Bloqueo y normalización

Antonio Papell

Antonio Papell

Los últimos años de nuestra andadura democrática que arrancó con la Constitución de 1978 están siendo muy revueltos, ya que por un cúmulo de factores —el desgaste de los viejos partidos, las crisis económicas y sanitarias de ámbito global, etc.—, ha proliferado un inestable multipartidismo que ha dificultado la generación de mayorías de gobierno. Frente a las épocas del bipartidismo imperfecto en que la mayoría era automática o por lo menos sencilla de conseguir, ahora las mayorías se forman mediante la negociación y el pacto. Y quien piense que semejante método resta legitimidad al proceso democrático es que no conoce la entidad real del parlamentarismo. De hecho, la democracia es el gobierno de la mayoría con respeto y participación de las minorías.

El elemento inquietante de esta ardua contemporaneidad es que no se ha cumplido el presagio del “final de la historia” que enunció Fukuyama con un optimismo poco fundamentado (como es conocido, el sociólogo norteamericano pensó que el fin de los bloques representaba el triunfo incontestable del demoliberalismo). Es cierto que ha terminado la polarización entre los modelos capitalistas y colectivistas ya que estos últimos perecieron con el muro de Berlín en los años 80. Sin embargo, está muy lejos de ser cierto que la democracia occidental basada en el sufragio universal y en la separación de poderes sea ya el arquetipo incuestionado e incuestionable. Además de seguir existiendo cerradas dictaduras que por su propia naturaleza no quieren ni necesitan ni pueden justificarse —China, Irán, Corea del Sur, Venezuela, Cuba—, sigue existiendo una opción alternativa al demoliberalismo, formada por las diversas variantes “iliberales”. El deterioro de los sistemas democráticos convencionales ya no da paso a modelos comunistas, al temido y temible socialismo real, pero sí a fórmulas autoritarias que contienen diversos elementos dictatoriales. Como es sabido, Polonia ha optado este domingo por regresar de nuevo al europeísmo democrático, pero sigue habiendo cuatro países de la UE en cuyo gobierno hay partidos de extrema derecha (Italia, Finlandia, Hungría, Letonia), y el gobierno conservador sueco se mantiene gracias al apoyo externo de la extrema derecha. Por el contrario, en Alemania y en Francia, las fuerzas democráticas han acordado mantener un rígido y riguroso cordón sanitario en torno a la extrema derecha, por lo que el neofascismo no participa en las ecuaciones de poder.

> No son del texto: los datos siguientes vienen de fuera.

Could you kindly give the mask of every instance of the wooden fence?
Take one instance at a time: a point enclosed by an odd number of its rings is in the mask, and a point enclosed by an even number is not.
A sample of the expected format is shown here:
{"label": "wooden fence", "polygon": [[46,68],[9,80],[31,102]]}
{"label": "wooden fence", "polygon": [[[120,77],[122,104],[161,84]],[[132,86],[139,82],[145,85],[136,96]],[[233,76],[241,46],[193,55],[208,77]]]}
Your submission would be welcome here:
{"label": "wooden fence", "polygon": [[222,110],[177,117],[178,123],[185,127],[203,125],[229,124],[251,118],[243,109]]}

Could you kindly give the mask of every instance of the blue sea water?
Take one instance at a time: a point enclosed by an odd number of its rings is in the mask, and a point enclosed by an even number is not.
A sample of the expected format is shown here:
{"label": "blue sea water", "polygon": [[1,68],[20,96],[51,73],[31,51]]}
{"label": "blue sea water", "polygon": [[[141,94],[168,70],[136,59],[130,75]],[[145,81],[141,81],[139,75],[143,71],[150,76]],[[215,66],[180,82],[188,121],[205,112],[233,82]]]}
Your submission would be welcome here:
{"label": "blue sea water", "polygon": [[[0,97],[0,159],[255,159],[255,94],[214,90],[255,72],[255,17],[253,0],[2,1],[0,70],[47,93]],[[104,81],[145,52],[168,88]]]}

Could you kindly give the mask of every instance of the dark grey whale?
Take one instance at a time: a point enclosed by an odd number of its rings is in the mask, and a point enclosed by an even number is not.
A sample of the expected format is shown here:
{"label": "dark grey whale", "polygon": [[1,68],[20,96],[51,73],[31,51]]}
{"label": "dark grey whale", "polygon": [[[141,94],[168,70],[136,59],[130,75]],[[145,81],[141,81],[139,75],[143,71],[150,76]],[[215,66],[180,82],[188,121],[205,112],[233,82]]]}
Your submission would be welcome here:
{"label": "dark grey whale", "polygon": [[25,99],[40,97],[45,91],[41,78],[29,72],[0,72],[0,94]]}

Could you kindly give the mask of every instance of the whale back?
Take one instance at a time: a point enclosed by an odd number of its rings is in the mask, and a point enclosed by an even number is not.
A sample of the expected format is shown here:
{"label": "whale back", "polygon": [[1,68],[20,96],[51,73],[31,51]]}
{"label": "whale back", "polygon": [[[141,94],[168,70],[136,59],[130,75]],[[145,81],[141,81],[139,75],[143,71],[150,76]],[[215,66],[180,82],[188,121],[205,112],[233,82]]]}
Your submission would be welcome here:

En el caso español, la eclosión de partidos que tuvo lugar a partir de las elecciones generales de 2015 se ha ido reduciendo poco a poco y estabilizando (ha desaparecido de facto Ciudadanos, y Sumar y Vox se han reducido de tamaño), aunque en nuestro país siguen jugando un papel relevante las formaciones nacionalistas periféricas. Esquemáticamente, nuestro modelo parece haberse equilibrado en dos partidos hegemónicos, los clásicos de centro-derecha y centro-izquierda; en otros dos más extremados, una izquierda catch-all que engloba a comunistas y populistas, y una extrema derecha semejante a las que proliferan en Europa. Además, una treintena de escaños están en poder de los nacionalistas: hay sendos partidos nacionalistas catalanes de centro-izquierda y de centro-derecha, similares a otras dos formaciones vascas, y algunos diputados más periféricos de organizaciones regionalistas.

El modelo es sin embargo conflictivo por una razón evidente: la existencia de una formación de extrema derecha, normalizada por el Partido Popular, bloquea la alternancia, ya que ninguna formación nacionalista pactará con un grupo ultra que rechaza ciertos derechos inalienables y niega el estado descentralizado y se propone regresar al centralismo franquista.

En suma, el modelo actual, caracterizado por la fuerte polarización PP-PSOE, otorga un poder exorbitante a las minorías nacionalistas, que en casos como el actual son dueñas del fiel de la balanza. Y parece muy evidente que el cambio electoral experimentado entre las elecciones autonómicas y municipales de mayo y las generales de julio se ha debido a lo insoportable que resultaría a todos, derechas e izquierdas, la presencia en el gobierno de un vicepresidente de Vox.

Feijóo ya ha comprobado en carne propia tal bloqueo, las consecuencias de semejante anomalía. El ímpetu renovador que mostró la sociedad española en las elecciones locales cedió el paso al rechazo al extremismo ultra que mostró en las generales. Y en esas seguiremos por ahora.